Confusion in interpreting 32 bit integer in Big Endian and Little Endian Machines

Question

I am in process of rewriting code from Big Endian Machine to Little Endian machine.

Let's say there is a variable called a, which is a 32 bit integer which holds current timestamp(user request's current timestamp).

In Big Endian machine, right now the code is this way:

uint32 a = current_timestamp_of_user_request;
uint8 arr[3] = {0};
arr[0] = ((a >> (8 * 2)) & 0x000000FF); 
arr[1] = ((a >> (8 * 1)) & 0x000000FF);
arr[2] = ((a >> (8 * 0)) & 0x000000FF);

Now, when I am writing the same logic for little endian machine, can I use the same code(method a), or should I convert the code this way(let's call this method b)?

uint32 a = current_timestamp_of_user_request;
uint32 b = htonl(a);
uint8 arr[3] = {0};
arr[0] = ((b >> (8 * 2)) & 0x000000FF); 
arr[1] = ((b >> (8 * 1)) & 0x000000FF);
arr[2] = ((b >> (8 * 0)) & 0x000000FF);

I wrote this program to verify:

#include<stdio.h>
#include<stdlib.h>


void main() {
    long int a = 3265973637;
    long int b = 0;
    int arr[3] = {0,0,0};

    arr[0] = ((a >> (8 * 2)) & 0x000000FF); 
    arr[1] = ((a >> (8 * 1)) & 0x000000FF);
    arr[2] = ((a >> (8 * 0)) & 0x000000FF);

    printf("arr[0] = %d\t arr[1] = %d\t arr[2] = %d\n", arr[0], arr[1],   arr[2]);

    b = htonl(a);

    arr[0] = ((b >> (8 * 2)) & 0x000000FF); 
    arr[1] = ((b >> (8 * 1)) & 0x000000FF);
    arr[2] = ((b >> (8 * 0)) & 0x000000FF);

    printf("After htonl:\n");
    printf("arr[0] = %d\t arr[1] = %d\t arr[2] = %d\n", arr[0], arr[1],   arr[2]);

}

Results:

Result with little endian machine:

bgl-srtg-lnx11: /scratch/nnandiga/test>./x86
arr[0] = 170     arr[1] = 205    arr[2] = 133
After htonl:
arr[0] = 205     arr[1] = 170    arr[2] = 194

Result with big endian machine:
arr[0] = 170     arr[1] = 205    arr[2] = 133
After htonl:
arr[0] = 170     arr[1] = 205    arr[2] = 133

Looks like without conversion to big endian order, the same logic(without htonl()) gives exact results in filling the array arr. Now, can you please answer should I use htonl() or not if I want the array to be the same in both little endian and big endian machines(little endian result should be exact as big endian result).

Answer 1

Your code as originally written will do what you want on both big endian and little endian machines.

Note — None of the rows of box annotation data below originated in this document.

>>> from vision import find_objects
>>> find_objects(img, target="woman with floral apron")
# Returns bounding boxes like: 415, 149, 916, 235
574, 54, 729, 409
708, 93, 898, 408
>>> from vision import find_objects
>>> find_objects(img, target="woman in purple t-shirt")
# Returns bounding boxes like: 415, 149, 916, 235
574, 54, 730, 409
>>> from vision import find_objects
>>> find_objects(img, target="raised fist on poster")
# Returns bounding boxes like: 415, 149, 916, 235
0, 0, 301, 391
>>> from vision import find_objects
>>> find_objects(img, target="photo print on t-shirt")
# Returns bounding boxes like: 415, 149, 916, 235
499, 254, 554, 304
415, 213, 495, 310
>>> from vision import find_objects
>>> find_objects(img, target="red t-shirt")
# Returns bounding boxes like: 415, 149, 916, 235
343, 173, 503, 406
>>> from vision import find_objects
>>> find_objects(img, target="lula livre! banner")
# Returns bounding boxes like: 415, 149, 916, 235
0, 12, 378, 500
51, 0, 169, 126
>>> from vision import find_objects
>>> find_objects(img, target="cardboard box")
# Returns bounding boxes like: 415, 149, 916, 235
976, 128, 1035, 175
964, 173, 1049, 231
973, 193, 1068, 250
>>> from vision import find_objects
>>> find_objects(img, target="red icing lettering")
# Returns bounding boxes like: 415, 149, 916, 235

If for example the value of a is 0x00123456, then 0x12 goes in arr[0], 0x34 goes in arr[1], and 0x56 goes in arr[2]. This occurs regardless of what the endianness of the machine is.

When you use the >> and & operators, they operate on the value of the expression in question, not the representation of that value.

When you call htonl, you change the value to match a particular representation. So on a little endian machine htonl(0x00123456) will result in the value 0x56341200. Then when you operate on that value you get different results.

Where endianness matters is when the representation of a number using multiple bytes is read or written as bytes, i.e. to disk, over a network, or to/from a byte buffer.

For example, if you do this:

uint32_t a = 0x12345678;
...
write(fd, &a, sizeof(a));

Then the four bytes that a consists of are written to the file descriptor (be it a file or a socket) one at a time. A big endian machine will write 0x12, 0x34, 0x56, 0x78 in that order while a little endian machine will write 0x78, 0x56, 0x34, 0x12.

If you want the bytes to be written in a consistent order then you would first call a = htonl(a) before calling write. Then the bytes will always be written as 0x12, 0x34, 0x56, 0x78.

Because your code operates on the value and not the individual bytes of the value, you don't need to worry about endianness.

Answer 2

You should use htonl(). On a big-endian machine this does nothing, it just returns the original value. On a little-endian machine it swaps the bytes appropriately. So by using this, you don't have to concern yourself with the endian-ness of the machine, you can use the same code after calling it.